The other evening, I watched a western for the umpteenth time, “The Man Who Shot Liberty Valance.” A portion of the storyline, has the publisher of a small town newspaper, “The Shinbone Star”, printing a story about wrongful acts in his community, with immediate retaliation from an outlaw the article was written about.
In this fictional movie, the newspaperman’s office is destroyed and he’s nearly killed by three outlaws for doing the same job as Don Bolles, honestly releasing a factual story without political correctness intervention.
It seems more and more, the truth is being suppressed in both television and newspaper news for one obvious reason. Whereas the truth used to hurt the guilty party, it can now hurt those people exposing it. In my opinion, the days of unfiltered, exposé, investigative-reporting, has gone the way of morality and the Ten Commandments where our government is concerned.
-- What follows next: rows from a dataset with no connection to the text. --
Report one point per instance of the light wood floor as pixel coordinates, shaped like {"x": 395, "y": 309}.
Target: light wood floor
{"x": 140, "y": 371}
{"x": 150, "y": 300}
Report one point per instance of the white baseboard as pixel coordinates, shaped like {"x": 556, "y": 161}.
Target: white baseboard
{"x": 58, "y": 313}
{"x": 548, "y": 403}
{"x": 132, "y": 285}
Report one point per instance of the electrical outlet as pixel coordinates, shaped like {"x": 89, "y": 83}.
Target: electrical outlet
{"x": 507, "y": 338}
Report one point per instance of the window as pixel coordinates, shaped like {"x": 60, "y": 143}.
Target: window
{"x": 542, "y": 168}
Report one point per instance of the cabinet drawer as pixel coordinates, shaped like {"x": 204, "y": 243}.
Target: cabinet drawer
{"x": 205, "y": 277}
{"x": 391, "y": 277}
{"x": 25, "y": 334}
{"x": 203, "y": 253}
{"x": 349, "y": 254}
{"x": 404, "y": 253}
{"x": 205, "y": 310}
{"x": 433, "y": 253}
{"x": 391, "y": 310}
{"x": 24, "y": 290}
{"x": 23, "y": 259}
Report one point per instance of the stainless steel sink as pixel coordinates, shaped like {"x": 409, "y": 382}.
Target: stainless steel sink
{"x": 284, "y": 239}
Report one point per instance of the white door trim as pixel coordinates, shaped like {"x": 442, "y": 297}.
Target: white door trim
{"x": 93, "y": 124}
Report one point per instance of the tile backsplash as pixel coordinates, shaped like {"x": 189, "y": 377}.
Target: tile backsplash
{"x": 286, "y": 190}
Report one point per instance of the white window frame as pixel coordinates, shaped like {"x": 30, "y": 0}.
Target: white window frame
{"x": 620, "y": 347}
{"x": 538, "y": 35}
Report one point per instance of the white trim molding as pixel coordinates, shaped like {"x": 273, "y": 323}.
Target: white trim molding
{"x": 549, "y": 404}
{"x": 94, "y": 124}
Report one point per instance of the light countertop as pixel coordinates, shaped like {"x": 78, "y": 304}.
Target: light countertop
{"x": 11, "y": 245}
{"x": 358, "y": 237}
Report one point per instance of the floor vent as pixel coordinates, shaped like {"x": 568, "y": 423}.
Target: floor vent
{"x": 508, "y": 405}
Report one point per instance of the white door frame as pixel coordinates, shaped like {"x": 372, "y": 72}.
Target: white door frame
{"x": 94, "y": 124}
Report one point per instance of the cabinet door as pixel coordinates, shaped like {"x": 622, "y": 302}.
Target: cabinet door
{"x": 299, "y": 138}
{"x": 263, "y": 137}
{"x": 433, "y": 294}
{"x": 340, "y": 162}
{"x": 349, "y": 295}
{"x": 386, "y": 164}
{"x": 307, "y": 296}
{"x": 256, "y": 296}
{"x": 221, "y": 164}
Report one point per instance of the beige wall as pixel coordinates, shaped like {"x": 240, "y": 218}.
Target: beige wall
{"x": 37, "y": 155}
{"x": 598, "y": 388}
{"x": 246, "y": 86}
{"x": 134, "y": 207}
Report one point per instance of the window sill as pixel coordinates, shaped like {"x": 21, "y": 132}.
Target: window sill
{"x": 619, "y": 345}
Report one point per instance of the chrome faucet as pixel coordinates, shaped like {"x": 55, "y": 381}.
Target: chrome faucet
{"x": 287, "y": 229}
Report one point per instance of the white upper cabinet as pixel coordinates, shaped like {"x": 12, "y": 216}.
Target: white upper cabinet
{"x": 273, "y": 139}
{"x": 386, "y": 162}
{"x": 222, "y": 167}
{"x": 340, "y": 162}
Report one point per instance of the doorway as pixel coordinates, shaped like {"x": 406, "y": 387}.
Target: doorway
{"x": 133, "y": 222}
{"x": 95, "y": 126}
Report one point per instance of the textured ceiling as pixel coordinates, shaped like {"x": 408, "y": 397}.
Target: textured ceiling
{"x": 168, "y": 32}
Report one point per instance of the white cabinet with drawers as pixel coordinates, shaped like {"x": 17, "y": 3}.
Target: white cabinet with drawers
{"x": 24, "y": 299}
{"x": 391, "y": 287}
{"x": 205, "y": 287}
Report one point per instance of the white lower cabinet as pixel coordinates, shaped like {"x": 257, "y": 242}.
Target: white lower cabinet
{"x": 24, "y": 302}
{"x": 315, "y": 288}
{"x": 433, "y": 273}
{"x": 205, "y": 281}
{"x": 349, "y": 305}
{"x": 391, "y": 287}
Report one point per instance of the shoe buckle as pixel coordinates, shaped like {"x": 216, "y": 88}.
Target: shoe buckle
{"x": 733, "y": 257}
Just recently, in Marion, Kansas, a local newspaper. “The Marion County Record,” was raided by town police, with computers and other electronic devices illegally confiscated. This was in retaliation for investigative articles written by one of the paper’s reporters, regarding a business owner, mayor, and the police chief. Mayor David Mayfield, in a Facebook remark, said this about the newspaper. “Journalists are the real villains in America.” Mayfield was supportive of the raid.
There are many controversial, untold stories out there, yet finding a brazen reporter to cover them isn’t always easy, and in some cases, newspapers won’t print things after it’s written. I suppose this is out of fear on what happened at “The Marion County Record” and fictitious, “The Shinbone Star.”
There seems to be a concentrated effort by a faction of people these days to keep the truth at bay. Freedom of speech is under attack. Truth will eventually lose the battle if people don’t fight back!